Die Vorschriften, die sich mit der Strafaussetzung zur Bewährung befassen, sind durch Gesetz vom 4. August 1953 (BGBl I, 737 f.) in das Strafgesetzbuch eingefügt worden. Dies erschien dem Gesetzgeber erforderlich, um die Fälle der bedingten Strafaussetzung aus dem Bereich des Gnadenrechtes herauszunehmen und die Verantwortung für eine Strafaussetzung zur Bewährung von den Verwaltungsbehörden auf die Gerichte zu übertragen (vgl. I. Wahlperiode 1949, BT-Drucksache 3713, S. 26 ff.). Bewusst hat sich der Gesetzgeber darauf beschränkt, einige allgemeine Richtlinien im Hinblick auf die Strafaussetzung zur Bewährung aufzustellen und im Übrigen die Entscheidung den Gerichten unter sorgfältiger Abwägung des Einzelfalls zu überlassen (vgl. BT-Drucksache 3713, S. 28). Die Vorschrift des § 24 StGB (a. F.), die in ihrem Kern dem § 56 a StGB entspricht, sah bereits u. a. die Möglichkeit vor, die Bewährungszeit nachträglich auf das Mindestmaß zu verkürzen bzw. vor ihrem Ablauf auf das Höchstmaß zu verlängern. Diese Regelung sollte "möglichst elastisch" (BT-Drucksache 3713, S. 30) gehalten werden, um durch geeignete Maßnahmen die Lebensführung des Verurteilten zu beeinflussen und zu seiner Resozialisierung beizutragen (BT-Drucksache 3713, S. 29). Hierdurch sollte das kriminalpolitische Ziel einer Resozialisierung des Täters auch ohne Strafvollzug erreicht werden (BT-Drucksache 3713, S. 28).

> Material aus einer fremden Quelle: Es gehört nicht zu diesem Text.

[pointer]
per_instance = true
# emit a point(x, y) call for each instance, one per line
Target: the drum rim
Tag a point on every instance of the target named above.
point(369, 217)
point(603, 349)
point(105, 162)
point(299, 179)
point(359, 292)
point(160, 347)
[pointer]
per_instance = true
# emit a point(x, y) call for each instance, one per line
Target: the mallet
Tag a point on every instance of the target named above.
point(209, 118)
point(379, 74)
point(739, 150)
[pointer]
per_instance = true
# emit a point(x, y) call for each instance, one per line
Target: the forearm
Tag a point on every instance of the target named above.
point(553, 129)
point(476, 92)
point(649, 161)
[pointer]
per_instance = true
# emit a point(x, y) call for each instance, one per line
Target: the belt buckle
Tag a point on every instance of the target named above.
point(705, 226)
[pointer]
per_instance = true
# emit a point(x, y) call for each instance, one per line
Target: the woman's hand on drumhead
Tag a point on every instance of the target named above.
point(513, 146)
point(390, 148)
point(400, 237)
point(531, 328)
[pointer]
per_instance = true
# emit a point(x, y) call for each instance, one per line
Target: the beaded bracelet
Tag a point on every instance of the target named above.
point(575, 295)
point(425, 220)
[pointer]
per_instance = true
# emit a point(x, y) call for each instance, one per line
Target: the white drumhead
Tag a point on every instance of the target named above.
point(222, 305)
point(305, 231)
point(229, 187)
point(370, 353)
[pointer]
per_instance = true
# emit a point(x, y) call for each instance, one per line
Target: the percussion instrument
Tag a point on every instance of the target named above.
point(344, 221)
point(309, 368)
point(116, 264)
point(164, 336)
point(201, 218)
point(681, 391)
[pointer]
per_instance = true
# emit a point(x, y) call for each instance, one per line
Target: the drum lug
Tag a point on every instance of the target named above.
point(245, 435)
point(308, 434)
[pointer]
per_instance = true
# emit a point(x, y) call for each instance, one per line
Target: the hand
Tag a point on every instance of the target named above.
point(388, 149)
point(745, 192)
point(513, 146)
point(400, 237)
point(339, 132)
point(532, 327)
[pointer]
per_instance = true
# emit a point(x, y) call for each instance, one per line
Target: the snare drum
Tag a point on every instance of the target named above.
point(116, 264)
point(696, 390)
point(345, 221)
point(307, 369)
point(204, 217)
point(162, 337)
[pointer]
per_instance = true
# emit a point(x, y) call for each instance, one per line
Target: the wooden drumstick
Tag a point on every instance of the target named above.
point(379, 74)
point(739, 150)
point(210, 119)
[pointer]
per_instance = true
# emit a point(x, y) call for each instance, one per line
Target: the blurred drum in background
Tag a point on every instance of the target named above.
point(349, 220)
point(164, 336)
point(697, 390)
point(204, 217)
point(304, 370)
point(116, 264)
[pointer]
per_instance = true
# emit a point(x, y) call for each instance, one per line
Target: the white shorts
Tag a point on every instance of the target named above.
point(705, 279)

b) Diese Motive des Gesetzgebers lassen deutlich werden, dass die Vorschrift des § 56 a StGB ebenso wie die des § 56 e StGB dem die Verantwortung für eine Strafaussetzung zur Bewährung tragenden Gericht Spielraum für eine möglichst weitgehende und flexible Handhabung bieten sollen, auf sich verändernde Umstände in der Lebensführung des Verurteilten adäquat reagieren zu können. Die gleichen rechtsstaatlichen Prinzipien, von denen sich der Gesetzgeber ersichtlich leiten ließ, als er die Verantwortung für eine Strafaussetzung zur Bewährung den Gerichten übertrug, erfordern aber zugleich, dass der Verurteilte bei Einhaltung der vom Gericht ergriffenen Maßnahmen zu einem bestimmten Zeitpunkt mit dem Erlass der Strafe rechnen kann. Nach Sinn und Zweck der Vorschrift des § 56 a StGB können lediglich Umstände, die in der Person bzw. im Verhalten dessen liegen, der sich zu bewähren hat, dazu führen, dass ein ihn betreffender Bewährungsbeschluss nachträglich geändert wird.

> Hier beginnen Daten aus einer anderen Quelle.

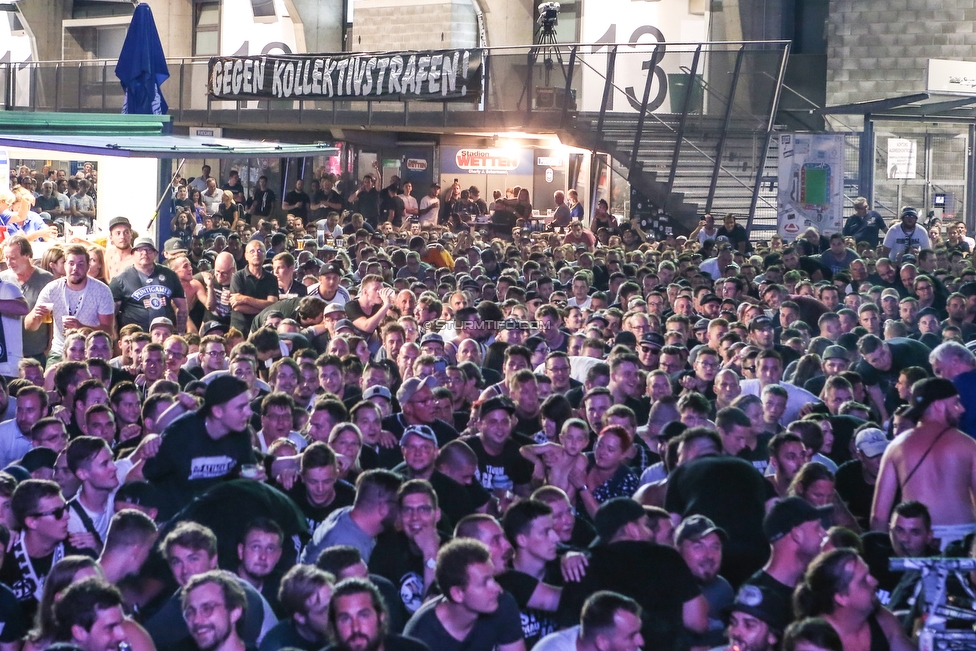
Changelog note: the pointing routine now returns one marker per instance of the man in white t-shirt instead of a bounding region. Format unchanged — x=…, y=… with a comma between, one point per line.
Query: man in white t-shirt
x=430, y=206
x=609, y=622
x=907, y=235
x=91, y=510
x=410, y=207
x=75, y=301
x=581, y=292
x=13, y=307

Ausschließlich auf die Berücksichtigung solcher Umstände bezieht sich der dem Gericht eingeräumte Ermessensspielraum. Nicht berücksichtigungsfähig sind von daher Verzögerungen im Revisionsverfahren, da diese nicht in der Person bzw. Verhalten des Betroffenen liegen.
III.
Die Kostenentscheidung beruht auf § 473 Abs. 1 StPO.